Obviously, wolves kill elk, and direct predation is responsible for much of the decline in elk numbers, but the rate of direct killing is not great enough to account for the elk population declines observed since 1995. In addition to direct predation, the decline is due to low calving rates, which are subtle but important effect of the wolves’ presence, Creel says. “We knew the presence of wolves caused lower calf-cow rations, but we did not know why,” Creel says. “Radiocollaring calves revealed that calf numbers were low immediately after the birth pulse, suggesting that a decline in the birth rate was part of the population decline.” The birth pulse is that time in spring when most cow elk have their calves.

This suggestion was confirmed when the researchers found that elk facing high levels of predation risk had substantially decreased progesterone levels prior to the annual birth pulse. The MSU researchers did chemical analysis of 1,200 fecal samples collected over four years, as well as urine samples for the study. They found that elk living in the presence of wolves had lower levels of progesterone, a hormone necessary to maintain pregnancy, than those elk that did not live with wolves. “The elk are trading reproduction for longevity,” Creel says. “Elk are potentially long –lived, and many prior studies have shown that, in species like this, natural selection favors individuals who do not compromise their own survival for the sake of a single reproductive opportunity.” If predators commonly affect the reproduction of their prey, it will change the thinking about predator-prey dynamics, and might change how wildlife managers plan for the reintroduction of predators, Creel says. Until now, it would have seemed obvious to conclude that a herd losing many of its numbers to predators would decline faster than a herd where predators were less successful. “However, now it is conceivable that the herd with the lower direct predation rate could decline faster, if it spends more of its time and energy avoiding being eaten and less on reproduction,” Creel says.
 
I don't know what all of the answers are, but Colorado is on the same path as Washington State.

Although introducing wolves in the fashion that CO is doing is at best misguided, that will be nothing compared to the coming multi-pronged assault on hunting as a tool for conservation and game management, and on hunting culture and hunter recruitment.

Within 10 years, or certainly within 15 years, there will be article after article about how climate change and disease caused the decimation to moose, elk, and mule deer numbers in Colorado over just a few years in the 2030s.

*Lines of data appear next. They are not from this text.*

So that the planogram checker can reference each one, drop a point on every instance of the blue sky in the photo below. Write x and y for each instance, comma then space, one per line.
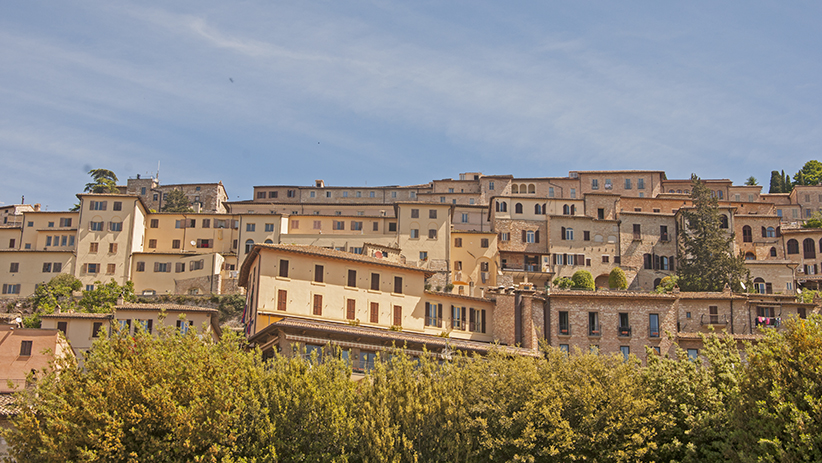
385, 93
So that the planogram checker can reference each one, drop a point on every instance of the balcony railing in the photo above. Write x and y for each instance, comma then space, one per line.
713, 319
623, 330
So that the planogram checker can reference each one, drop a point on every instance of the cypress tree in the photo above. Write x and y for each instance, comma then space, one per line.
706, 262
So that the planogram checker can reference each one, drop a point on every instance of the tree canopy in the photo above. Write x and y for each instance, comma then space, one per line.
103, 181
176, 201
705, 259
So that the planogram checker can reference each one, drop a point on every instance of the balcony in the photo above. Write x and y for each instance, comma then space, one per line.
713, 319
768, 322
624, 331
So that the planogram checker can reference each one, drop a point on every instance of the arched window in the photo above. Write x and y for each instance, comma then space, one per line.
723, 221
809, 249
747, 234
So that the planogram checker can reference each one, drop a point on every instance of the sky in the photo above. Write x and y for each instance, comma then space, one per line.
397, 93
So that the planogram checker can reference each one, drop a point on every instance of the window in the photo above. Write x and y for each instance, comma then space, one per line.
282, 299
747, 234
593, 324
458, 317
162, 267
97, 205
626, 352
318, 304
25, 348
350, 309
653, 325
564, 324
95, 329
374, 316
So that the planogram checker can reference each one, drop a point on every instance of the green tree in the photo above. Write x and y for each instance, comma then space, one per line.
103, 297
810, 174
103, 181
583, 280
176, 201
617, 279
704, 250
779, 418
777, 182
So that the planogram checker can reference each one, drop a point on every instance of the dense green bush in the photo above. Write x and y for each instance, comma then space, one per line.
583, 280
176, 397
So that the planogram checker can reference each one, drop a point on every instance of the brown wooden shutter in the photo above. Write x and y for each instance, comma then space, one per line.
351, 309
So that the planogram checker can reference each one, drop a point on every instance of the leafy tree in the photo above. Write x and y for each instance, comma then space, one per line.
103, 297
667, 284
779, 417
176, 201
810, 174
704, 250
564, 283
103, 181
617, 279
777, 181
583, 280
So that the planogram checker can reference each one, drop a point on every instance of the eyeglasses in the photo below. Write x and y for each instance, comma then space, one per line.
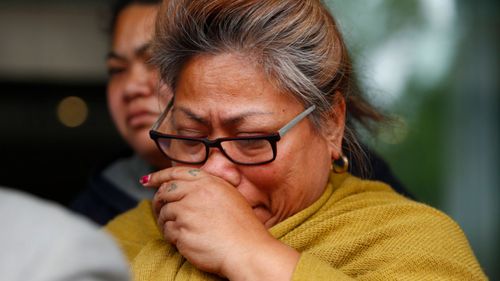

In addition to predator management being unthinkable from a moral standpoint according to the so called "defending wildlife and conservation groups" who will be getting funded by the ignorant-educated urban dwellers, many of these groups, who will by then effectively control the CPW, also will proclaim that predator management would be misguided anyway. Because ungulate diseases that wolves were supposed to cure, will then be replaced by other diseases that will be the clear result of climate change causing more bugs but less ungulates to survive. For instance, tick burdens that didn't seem to bother ungulates prior to being chased constantly by predators will suddenly become a problem and the result of climate change.

There will be a silver lining reported though. All of the plant communities that were in retrospect on the verge of extinction and not being well managed by CPW, will be allowed to flourish when relieved of excessive browsing and grazing pressure...even despite climate change.